Linguajar e língua achar

Ticintina era tia Vicentina Justiniana Miranda, em nossa forma afetiva e abreviada. Desde menina, Ticintina resolveu abolir o Justiniana de seu nome, por horroroso que lhe soava. Cintina só já lhe bastava.

Nasceu e se criou na Onça de Pitangui até seus 19 anos, quando em 1924, mudou-se com os pais e irmãos para o vizinho povoado do Brumado de Pitangui, onde havia perspectiva de trabalho na fábrica de tecidos lá instalada. E a irmandade toda foi-se empregando à medida que a idade chegava. Até a irmanzinha caçula Maria, a Lia, tanto se empolgou com aquela novidade em que os irmãos mais velhos andavam metidos - e bote metidez aí - que, aos sete, sete sim, tanto rogou que pra fábrica também entrou.

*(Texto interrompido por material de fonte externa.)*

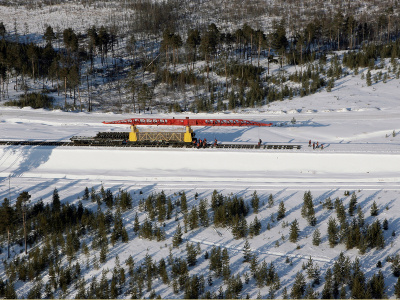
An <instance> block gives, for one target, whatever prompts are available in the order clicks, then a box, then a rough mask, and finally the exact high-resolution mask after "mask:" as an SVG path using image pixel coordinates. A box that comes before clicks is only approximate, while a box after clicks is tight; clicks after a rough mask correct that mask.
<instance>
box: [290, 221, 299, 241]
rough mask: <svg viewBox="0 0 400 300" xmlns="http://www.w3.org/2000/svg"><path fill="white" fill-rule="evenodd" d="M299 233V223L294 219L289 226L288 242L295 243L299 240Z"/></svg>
mask: <svg viewBox="0 0 400 300" xmlns="http://www.w3.org/2000/svg"><path fill="white" fill-rule="evenodd" d="M299 233H300V229H299V222H298V221H297V220H296V219H294V221H293V222H292V224H291V225H290V233H289V241H291V242H292V243H296V242H297V239H298V238H299Z"/></svg>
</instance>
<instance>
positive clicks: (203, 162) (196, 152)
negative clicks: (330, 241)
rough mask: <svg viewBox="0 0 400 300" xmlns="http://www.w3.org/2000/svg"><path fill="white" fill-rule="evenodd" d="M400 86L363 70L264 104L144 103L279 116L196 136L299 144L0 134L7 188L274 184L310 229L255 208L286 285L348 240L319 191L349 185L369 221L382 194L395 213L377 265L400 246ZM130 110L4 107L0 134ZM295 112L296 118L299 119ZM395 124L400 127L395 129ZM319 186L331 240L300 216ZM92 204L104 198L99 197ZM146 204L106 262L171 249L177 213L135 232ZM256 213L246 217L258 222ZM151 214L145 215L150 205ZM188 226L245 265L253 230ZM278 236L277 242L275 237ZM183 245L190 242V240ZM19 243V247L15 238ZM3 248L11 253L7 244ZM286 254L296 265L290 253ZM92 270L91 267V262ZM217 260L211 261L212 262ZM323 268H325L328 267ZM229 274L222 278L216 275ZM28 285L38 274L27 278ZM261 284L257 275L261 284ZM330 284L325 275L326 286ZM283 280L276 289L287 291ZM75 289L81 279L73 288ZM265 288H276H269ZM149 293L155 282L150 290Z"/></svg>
mask: <svg viewBox="0 0 400 300" xmlns="http://www.w3.org/2000/svg"><path fill="white" fill-rule="evenodd" d="M399 104H400V97H399V93H398V81H394V80H392V81H389V82H388V83H387V84H382V83H381V84H378V85H373V86H372V87H364V86H362V84H361V81H360V82H359V81H358V79H357V78H350V79H348V80H347V81H346V82H342V83H341V84H340V85H339V86H338V87H336V88H335V89H334V90H333V91H332V92H331V93H326V92H321V93H317V94H315V95H313V96H309V97H304V98H301V99H300V98H299V99H294V100H290V101H289V100H287V101H283V102H276V103H272V104H270V106H268V107H263V108H261V109H259V110H258V111H254V110H250V111H249V112H242V113H240V114H234V113H231V114H210V115H206V114H200V115H141V116H142V117H167V118H168V117H173V116H176V117H177V118H178V117H179V118H182V117H185V116H189V117H191V118H241V119H247V120H254V121H263V122H272V123H273V124H274V126H273V127H270V128H268V127H264V128H262V127H261V128H254V127H249V128H247V127H246V128H244V127H242V128H235V127H231V128H229V127H226V128H224V127H208V128H203V127H197V128H194V130H195V132H196V136H197V137H199V138H207V140H209V141H211V140H214V138H217V139H218V141H220V142H221V143H231V142H237V143H253V144H255V143H257V141H258V139H262V141H263V143H264V144H294V145H302V149H300V150H258V149H254V150H225V149H162V150H161V149H143V148H142V149H139V148H138V149H135V148H132V149H129V148H123V149H122V148H102V147H30V146H23V147H21V146H0V197H1V198H4V197H9V196H10V197H11V199H12V200H13V203H15V199H16V197H17V196H18V194H19V193H21V192H22V191H25V190H26V191H28V192H29V193H30V194H31V195H32V199H33V201H36V200H38V199H41V198H42V199H43V201H45V202H50V201H51V196H52V192H53V190H54V188H57V189H58V191H59V193H60V196H61V199H62V200H63V202H64V203H65V202H70V203H77V201H78V198H79V197H82V193H83V190H84V188H85V187H89V188H90V187H95V188H96V189H98V188H99V187H100V186H101V185H102V184H103V185H104V187H105V188H110V189H111V190H112V191H113V192H117V191H118V190H119V189H120V188H123V189H128V190H129V191H131V193H132V195H133V200H134V202H135V203H137V202H138V201H139V199H141V198H142V195H139V191H141V192H142V193H143V196H146V195H148V194H150V193H152V192H160V191H161V190H164V191H165V193H166V194H167V195H171V196H172V197H174V195H175V196H176V195H177V193H178V192H179V191H185V192H186V194H187V195H188V200H189V205H194V204H197V202H196V201H195V200H194V194H195V193H196V192H197V193H199V196H200V198H208V199H210V195H211V193H212V191H213V190H214V189H216V190H218V191H219V192H222V193H223V194H225V195H227V194H229V193H234V194H238V195H239V196H243V197H245V199H249V198H250V195H251V194H252V193H253V192H254V191H255V190H256V191H257V192H258V194H259V195H260V198H261V201H262V202H263V201H264V202H265V203H266V202H267V199H268V196H269V195H270V194H272V195H273V196H274V199H275V203H279V202H280V201H283V202H284V203H285V207H286V209H287V217H286V218H285V220H287V221H288V222H291V221H293V220H294V219H297V220H299V224H300V230H301V233H300V235H301V238H300V240H299V242H298V243H297V245H299V246H300V249H296V244H293V243H290V242H289V241H288V240H287V238H286V240H284V241H282V239H281V236H286V237H287V236H288V233H289V228H288V227H286V228H283V227H282V226H281V224H280V223H275V225H273V226H276V227H272V228H271V230H269V231H268V230H266V225H265V224H266V223H267V222H270V217H271V213H275V212H276V211H277V205H275V206H274V207H273V208H267V207H266V205H264V206H263V207H262V208H261V210H260V213H259V214H258V218H259V219H260V220H261V222H262V223H263V229H262V233H261V234H260V235H259V236H257V237H254V238H253V239H250V240H249V241H250V244H251V247H252V249H253V250H254V251H255V252H257V253H258V256H259V259H260V261H261V260H262V259H265V260H266V261H267V262H270V261H274V263H276V264H277V270H278V272H279V275H280V277H281V283H282V288H283V287H284V286H287V287H288V290H289V291H290V286H291V283H292V282H293V279H294V276H295V274H296V272H297V271H299V270H301V265H302V263H303V262H306V260H307V259H308V258H309V256H310V255H311V256H312V257H313V260H314V262H317V263H318V265H319V266H320V268H321V270H322V274H324V271H325V270H326V268H327V267H330V266H331V265H332V262H333V261H334V260H335V258H337V256H338V255H339V253H340V252H341V251H344V250H345V247H344V246H343V245H342V244H340V245H338V246H336V247H335V248H330V247H329V245H328V241H327V237H326V230H327V220H328V218H329V216H328V215H327V213H326V211H325V210H323V209H322V207H321V205H320V202H322V201H324V200H325V199H326V198H327V197H331V199H335V198H336V197H339V198H340V199H343V202H344V204H345V205H347V204H348V201H349V197H344V196H343V194H344V191H347V190H348V191H350V192H351V193H352V192H353V191H354V192H356V193H357V197H358V203H359V204H360V205H361V207H362V209H363V211H364V214H365V216H366V221H367V222H371V221H372V217H370V215H369V209H370V206H371V204H372V202H373V201H376V202H377V203H378V206H379V211H380V214H379V218H380V219H382V220H383V219H384V218H387V219H388V220H389V224H390V230H389V232H385V240H386V247H385V248H384V249H383V250H381V251H376V250H375V249H372V250H369V251H368V252H367V253H366V254H365V255H364V256H363V257H362V264H363V268H364V272H366V276H367V277H368V276H371V275H372V274H373V273H374V272H376V268H375V264H376V262H377V261H378V260H381V261H382V262H384V261H385V258H386V257H387V256H388V255H393V254H396V253H397V252H398V251H399V249H400V245H399V241H398V237H397V236H396V237H392V236H391V235H390V233H391V232H392V230H397V228H398V224H399V215H398V212H399V211H400V204H399V203H398V199H399V197H400V186H399V182H400V169H399V168H400V167H399V166H400V132H399V131H400V105H399ZM131 117H133V115H129V114H125V115H115V114H101V113H97V114H87V113H64V112H61V111H45V110H37V111H35V110H32V109H28V108H25V109H13V108H4V107H1V108H0V139H1V140H51V141H68V140H69V138H70V137H72V136H75V135H81V136H93V135H95V134H96V133H97V132H99V131H129V127H128V126H123V125H119V126H117V125H104V124H102V123H101V122H102V121H113V120H119V119H125V118H131ZM293 118H295V120H296V122H295V123H294V124H293V123H292V122H291V121H292V120H293ZM393 133H394V134H393ZM310 139H311V140H312V141H313V142H314V141H315V142H317V141H318V142H319V143H320V144H321V143H323V144H324V149H323V150H321V149H320V148H318V149H315V150H313V149H312V147H308V141H309V140H310ZM308 190H310V191H311V192H312V195H313V197H314V203H315V205H316V216H317V220H318V224H317V228H319V230H320V231H321V233H322V244H321V246H319V247H315V246H313V245H312V243H311V233H312V229H311V227H310V226H308V225H307V222H306V220H304V219H303V218H302V217H301V216H300V208H301V205H302V201H303V199H302V198H303V194H304V192H305V191H308ZM93 209H95V206H93ZM136 211H137V207H135V208H134V209H133V210H132V211H129V212H127V213H125V214H124V222H125V226H126V228H127V230H128V233H129V235H130V238H131V241H130V242H129V243H128V244H123V245H121V246H120V247H117V248H113V249H112V252H111V253H110V257H109V258H108V262H107V263H106V264H105V265H104V266H102V268H103V267H104V268H106V267H108V268H109V269H111V268H112V267H113V264H114V258H115V256H116V255H117V254H118V255H119V259H120V261H121V262H124V261H125V260H126V258H127V257H128V256H129V255H132V256H133V258H134V259H135V261H140V260H141V259H143V257H144V255H145V254H146V253H149V254H151V255H152V256H153V258H154V259H155V260H159V259H160V258H161V257H166V256H168V254H169V250H168V249H169V246H168V245H170V244H171V238H172V235H173V233H174V232H175V228H174V225H173V224H174V222H173V221H172V220H171V221H170V223H168V224H167V227H166V234H167V240H166V241H164V242H161V243H157V242H154V241H147V240H140V239H138V238H137V237H136V238H134V235H133V233H132V226H133V220H134V216H135V213H136ZM254 216H255V215H254V214H252V215H251V216H249V217H248V220H247V222H248V223H250V222H251V221H252V220H253V219H254ZM141 219H144V216H143V215H142V216H141ZM184 238H186V239H187V240H190V241H193V242H200V243H201V247H202V248H201V249H202V253H203V252H205V251H206V250H210V249H211V247H212V245H221V246H223V247H226V248H228V249H229V251H230V257H231V265H232V269H233V272H234V273H239V274H242V275H243V273H244V272H245V271H248V270H247V269H246V268H248V267H247V266H245V265H244V264H242V263H241V260H242V255H243V254H242V251H241V249H242V247H243V244H244V240H235V239H233V238H232V234H231V232H230V231H229V230H227V229H214V228H212V227H209V228H206V229H204V228H201V229H197V230H195V231H190V232H188V233H187V234H185V235H184ZM277 241H279V246H277V244H276V242H277ZM182 249H183V248H182ZM182 249H174V250H173V253H174V255H181V254H180V253H181V251H182V255H184V253H185V251H184V250H182ZM13 251H18V250H17V249H14V250H13ZM4 255H5V254H4V253H3V254H2V256H4ZM346 255H348V256H350V257H351V258H352V259H354V258H355V257H356V256H359V254H358V251H357V250H356V249H354V250H350V251H346ZM287 257H290V258H291V260H292V265H291V266H289V265H288V264H286V263H285V260H286V258H287ZM205 270H208V263H207V262H206V261H205V260H204V259H203V258H201V259H199V263H198V265H197V266H196V267H195V268H194V269H192V270H190V272H191V274H196V273H202V272H205ZM382 271H383V272H384V274H385V283H386V286H387V287H388V289H387V294H388V295H389V296H390V297H391V298H393V297H394V294H393V291H394V290H393V285H394V283H395V278H394V277H393V276H392V275H391V271H390V264H389V263H387V262H384V263H383V268H382ZM85 272H86V273H85ZM207 272H208V271H207ZM84 274H85V278H87V279H88V278H91V276H101V269H100V270H94V269H90V270H87V271H84ZM322 276H323V275H322ZM218 284H221V282H219V281H216V282H215V285H214V289H215V290H217V288H215V286H218ZM26 285H29V283H27V284H26ZM253 287H254V285H253ZM25 288H26V286H19V287H18V289H17V293H21V294H23V291H24V290H25ZM154 288H155V289H156V292H157V293H158V294H161V296H162V297H163V298H176V297H181V296H182V295H179V294H178V295H176V294H173V293H172V291H171V289H168V288H165V285H163V284H162V283H161V282H158V283H155V287H154ZM321 289H322V285H320V286H319V287H317V290H318V291H321ZM281 291H282V289H280V290H279V291H278V293H277V294H276V296H277V297H279V296H280V293H281ZM258 292H259V289H255V288H253V289H250V288H249V287H248V286H247V287H246V285H245V286H244V288H243V291H242V294H243V295H246V293H249V295H250V296H251V297H253V298H255V297H256V296H257V294H258ZM68 293H69V294H68V297H69V298H72V297H74V295H75V294H74V293H75V291H72V290H71V291H69V292H68ZM260 293H261V295H262V297H263V298H265V297H266V294H267V293H268V288H266V287H265V288H263V289H261V290H260ZM144 296H145V297H146V296H148V294H145V295H144Z"/></svg>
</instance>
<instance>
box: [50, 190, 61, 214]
mask: <svg viewBox="0 0 400 300" xmlns="http://www.w3.org/2000/svg"><path fill="white" fill-rule="evenodd" d="M52 205H53V211H54V212H60V210H61V202H60V196H59V195H58V190H57V188H55V189H54V191H53V202H52Z"/></svg>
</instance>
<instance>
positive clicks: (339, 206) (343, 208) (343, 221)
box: [335, 199, 346, 225]
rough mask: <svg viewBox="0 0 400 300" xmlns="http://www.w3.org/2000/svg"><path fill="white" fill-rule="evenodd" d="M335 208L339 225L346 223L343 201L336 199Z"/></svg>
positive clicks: (344, 210)
mask: <svg viewBox="0 0 400 300" xmlns="http://www.w3.org/2000/svg"><path fill="white" fill-rule="evenodd" d="M335 208H336V214H337V217H338V220H339V223H340V224H341V225H343V224H344V223H345V222H346V210H345V208H344V205H343V201H342V200H339V199H336V201H335Z"/></svg>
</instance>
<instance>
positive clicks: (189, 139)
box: [129, 125, 193, 143]
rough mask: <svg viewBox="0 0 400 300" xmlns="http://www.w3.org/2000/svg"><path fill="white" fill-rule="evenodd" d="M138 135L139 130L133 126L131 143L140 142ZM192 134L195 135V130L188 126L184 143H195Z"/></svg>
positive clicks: (129, 137)
mask: <svg viewBox="0 0 400 300" xmlns="http://www.w3.org/2000/svg"><path fill="white" fill-rule="evenodd" d="M138 133H139V129H138V128H137V127H136V126H135V125H131V132H129V141H130V142H137V141H138ZM192 133H193V129H192V128H191V127H190V126H186V132H185V133H184V136H183V142H185V143H191V142H192V141H193V139H192Z"/></svg>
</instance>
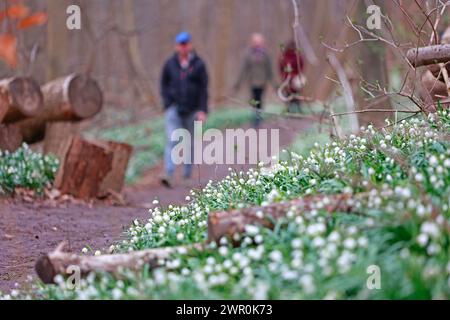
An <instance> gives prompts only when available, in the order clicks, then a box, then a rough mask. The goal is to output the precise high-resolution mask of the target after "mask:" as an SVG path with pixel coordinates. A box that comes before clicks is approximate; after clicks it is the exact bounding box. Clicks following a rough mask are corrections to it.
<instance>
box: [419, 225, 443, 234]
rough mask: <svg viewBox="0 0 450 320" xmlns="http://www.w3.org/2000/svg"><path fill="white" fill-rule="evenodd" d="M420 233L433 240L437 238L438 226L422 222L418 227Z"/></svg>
mask: <svg viewBox="0 0 450 320" xmlns="http://www.w3.org/2000/svg"><path fill="white" fill-rule="evenodd" d="M420 231H421V232H422V233H426V234H428V235H430V236H431V237H433V238H437V237H439V234H440V232H439V226H438V225H437V224H436V223H434V222H424V223H423V224H422V226H421V227H420Z"/></svg>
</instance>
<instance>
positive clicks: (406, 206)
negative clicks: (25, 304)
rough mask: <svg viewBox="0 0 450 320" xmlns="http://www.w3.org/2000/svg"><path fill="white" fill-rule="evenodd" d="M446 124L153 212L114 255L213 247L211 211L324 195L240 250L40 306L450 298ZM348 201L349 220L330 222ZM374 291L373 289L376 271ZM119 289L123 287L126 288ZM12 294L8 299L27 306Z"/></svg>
mask: <svg viewBox="0 0 450 320" xmlns="http://www.w3.org/2000/svg"><path fill="white" fill-rule="evenodd" d="M449 124H450V118H449V113H448V112H446V111H439V112H438V113H437V114H435V115H430V116H429V117H428V118H424V119H419V118H414V119H411V120H408V121H402V122H401V123H398V124H397V125H394V126H391V127H390V128H389V129H384V130H382V131H377V130H375V129H374V128H372V127H371V126H369V127H368V128H367V129H364V130H363V132H362V133H361V135H360V136H354V135H351V136H349V137H348V138H347V139H345V140H342V141H333V142H329V143H326V144H325V145H322V146H320V147H314V148H313V149H312V151H311V153H310V154H309V155H308V156H306V157H305V156H302V155H299V154H296V153H291V154H288V155H287V159H288V160H282V161H279V162H278V163H276V164H274V165H273V166H271V167H265V166H263V165H259V166H258V167H257V168H254V169H251V170H249V171H248V172H247V173H244V172H235V171H233V170H230V173H229V176H228V177H226V178H225V179H224V180H222V181H219V182H215V183H214V182H211V183H209V184H208V185H207V186H206V187H205V188H204V189H203V190H197V191H191V194H190V196H189V198H187V200H188V201H189V203H188V204H187V205H184V206H169V207H167V208H163V207H157V208H156V209H153V210H150V212H149V213H150V215H149V219H148V220H146V221H137V220H136V221H134V222H133V225H132V226H131V227H130V228H129V230H128V231H127V233H126V235H125V239H124V240H123V241H121V242H120V243H118V244H117V245H115V246H114V247H112V248H110V250H111V251H113V252H128V251H133V250H143V249H147V248H155V247H161V246H178V245H187V244H192V243H196V242H203V241H205V240H206V236H207V230H206V227H207V226H206V221H207V215H208V213H209V212H213V211H217V210H229V209H232V208H243V207H246V206H252V205H259V206H262V209H261V214H263V215H264V210H265V209H264V207H265V206H266V205H268V204H270V203H275V202H280V201H285V200H289V199H295V198H299V197H305V196H308V195H321V197H320V198H317V199H316V200H315V201H313V202H311V203H310V205H309V206H307V207H297V206H293V207H291V208H290V209H289V211H288V212H287V213H286V218H285V219H283V220H281V221H279V222H278V223H277V225H276V227H275V229H273V230H270V229H266V228H263V227H260V226H251V225H250V226H247V227H246V230H245V233H244V234H243V235H241V236H239V237H235V238H234V240H236V241H241V246H239V247H237V248H235V247H233V246H232V245H231V244H230V241H229V239H227V238H223V239H221V240H220V241H219V244H215V243H213V244H210V245H209V246H208V247H207V248H206V250H204V251H202V252H197V251H195V250H189V249H186V248H184V249H179V250H178V252H177V253H176V254H173V255H172V256H171V257H170V258H169V259H168V260H167V261H165V263H164V267H162V268H159V269H155V270H148V269H147V268H144V269H143V270H142V271H140V272H137V273H136V272H131V271H126V270H125V271H123V272H122V274H121V275H120V277H118V278H117V277H115V276H113V275H110V274H104V273H93V274H91V275H90V276H89V277H88V278H87V279H85V280H83V281H82V282H81V285H80V287H78V288H76V289H75V290H69V289H68V288H67V287H66V283H65V280H64V279H63V278H62V277H57V279H56V280H57V282H58V284H57V285H53V286H42V287H35V289H34V291H33V292H31V296H29V297H31V298H45V299H49V298H50V299H111V298H113V299H161V298H164V299H218V298H224V299H431V298H433V299H449V298H450V263H449V260H450V259H449V258H450V257H449V255H450V235H449V232H448V225H449V224H450V209H449V208H450V198H449V195H450V143H449V140H448V136H449V133H450V130H449V128H450V126H449ZM324 194H347V195H348V198H349V200H343V201H347V205H348V206H350V207H351V208H352V210H351V212H340V211H339V210H338V209H335V210H333V211H332V212H329V210H330V209H329V204H330V201H332V200H331V198H330V196H325V195H324ZM371 266H375V267H378V268H379V270H380V272H381V273H380V280H381V282H380V284H381V288H379V289H370V288H369V287H368V286H367V283H368V280H369V276H370V274H368V270H370V268H369V267H371ZM119 279H120V280H119ZM27 294H29V293H26V292H24V293H21V292H17V291H16V292H14V293H13V294H12V295H9V296H5V297H6V298H23V297H27Z"/></svg>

Consigo, os Mirandas trouxeram da Onça, que também foi chamada Jaguaruna (onça preta, em tupi-guarani) o linguajar regionalizado do qual Ticintina muito nos passou na tenra e terna infância e que, embora não registrado de forma sistemática, volta e meia retorna em flashes de memória.

Já pensei até em compilar um ensaio sobre palavras e expressões incenses e brumadenses que se vão perdendo nas brumas do tempo - e da falta dele. E esse pensamento me acompanha há décadas. Materializar-se-á algum dia? Pelo andar a charrua tudo indica que não. A vida mais que corrida, anda quase transcorrida e, se não se crê na volta - afora a do Messias - ela é só de ida. Mas vale, fale, ser vivida.

Ticintina frequentou somente o primeiro ano escolar, e o grupo Zico Barbosa, ainda que em frangalhos hoje, tá lá na Onça de Pitangui para o testemunhar. A falta de incentivos a continuar nos estudos era acachapante: trabalhos domésticos, auxílio nos cuidados com irmãos que iam nascendo, e vai ver até que a falta duma merendeira para lhe saciar a fome...Mas uma coisa que terá contribuído para o seu afastamento tão prematuro, podia bem ter sido a falta da aptidão para os compêndios, as letras, os conceitos, e mais ainda a abundância de piolhos na escola que importou na raspagem de suas melenas e no uso forçado daquele pano na cabeça, para as caçoadas da turma.

Décadas mais tarde, enquanto nos pageava para a garantia da alternância de turnos entre papai e mamãe na fábrica, ela, também operária foi a nossa mais doce mestra. Contava, cantava e instruía na sua forma mais natural. Catre, cancela, serrar os ói, aluir, assungar,

espiar só, por sentido...que inesgotável manancial. E falava até nos meninos ingleses que pageara na Onça, juntamente com sua mana Isabel, a Tibebé, e no inglês que aprendera ao ver a mãe reprimir os peraltas: naughty boys...que falava com seu sotaque oncense: nortibóia. Que jóia.